Make a scatterplot of the rate versus the log of the concentration. Describe the relationship.
plot(log(Puromycin$conc), Puromycin$rate)
The two variables have a linear relationship
Make a scatterplot of the rate versus the log of the concentration and color the points by treatment group (state). Describe what you see.
plot(log(Puromycin$conc), Puromycin$rate, col = Puromycin$state)
It appears that the the treated group has higher rates than the untreated group, on average. (Note that default colors are black for the first level and red for the second level).
Make a scatterplot of the rate versus the log of the concentration, color the points by treatment group (state), label the x-axis “Concentration” and the y-axis “Rate”, and label the plot “Puromycin”.
plot(log(Puromycin$conc), Puromycin$rate, col = Puromycin$state,
xlab = "Concentration", ylab = "Rate", main = "Puromycin")
Add a legend to the above plot indicating what the points represent.
plot(log(Puromycin$conc), Puromycin$rate, col = Puromycin$state,
xlab = "Concentration", ylab = "Rate", main = "Puromycin")
legend("topleft",c("Treated", "Untreated"), col = 1:2, pch = 1)
Make a boxplot of the treated versus untreated rates. Using the function pdf, save the image to a file with a width and height of 7 inches.
pdf("puromycin.pdf",width = 7, height = 7)
boxplot(Puromycin$rate~Puromycin$state)
dev.off()
Make a histogram of the frequency of concentrations. What is the width of the bins?
hist(Puromycin$conc)
The bin width is 0.20.
Make a histogram of the frequency of concentrations with a bin width of 0.10. How is this different from the histogram above?
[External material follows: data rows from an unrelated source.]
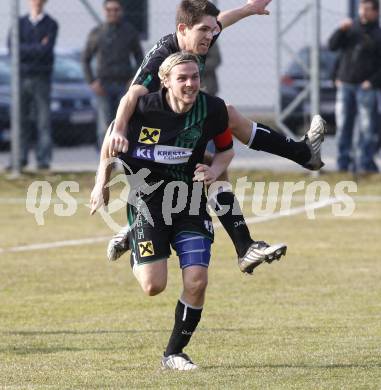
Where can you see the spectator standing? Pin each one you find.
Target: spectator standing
(209, 79)
(114, 44)
(38, 32)
(358, 77)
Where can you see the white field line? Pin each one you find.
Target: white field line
(288, 213)
(298, 198)
(252, 220)
(57, 244)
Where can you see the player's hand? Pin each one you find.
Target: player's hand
(258, 7)
(118, 143)
(346, 24)
(205, 173)
(100, 196)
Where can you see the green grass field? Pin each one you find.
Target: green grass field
(71, 320)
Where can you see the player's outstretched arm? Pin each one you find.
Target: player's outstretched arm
(209, 174)
(252, 7)
(117, 140)
(100, 194)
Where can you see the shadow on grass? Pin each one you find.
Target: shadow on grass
(296, 366)
(146, 331)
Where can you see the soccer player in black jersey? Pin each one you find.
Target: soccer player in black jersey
(199, 24)
(168, 134)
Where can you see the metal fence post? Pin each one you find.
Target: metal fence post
(315, 58)
(15, 86)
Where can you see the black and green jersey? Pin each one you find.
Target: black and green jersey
(147, 74)
(170, 144)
hist(Puromycin$conc, breaks = seq(0, 1.2, .10))
The bins are narrower, so we see in finer detail the distribution of the concentrations.
Plot the histograms side by side in the same graphic window and make sure they have the same range on the y-axis. Does this make it easier to answer the question of how the two histograms differ?
par(mfrow = c(1, 2))
hist(Puromycin$conc, ylim = c(0, 12))
hist(Puromycin$conc, breaks = seq(0, 1.2, .10), ylim = c(0, 12))
In some situations it may be of use to view plots simultaneously. In this case, on the right we see clearly that more values are between 0 and 0.10 than 0.10 and 0.20 whereas the plot on the left does not display this information. In the histogram on the right we see that no concentrations fall between 0.30 and 0.50, whereas this is not apparent in the histogram on the left.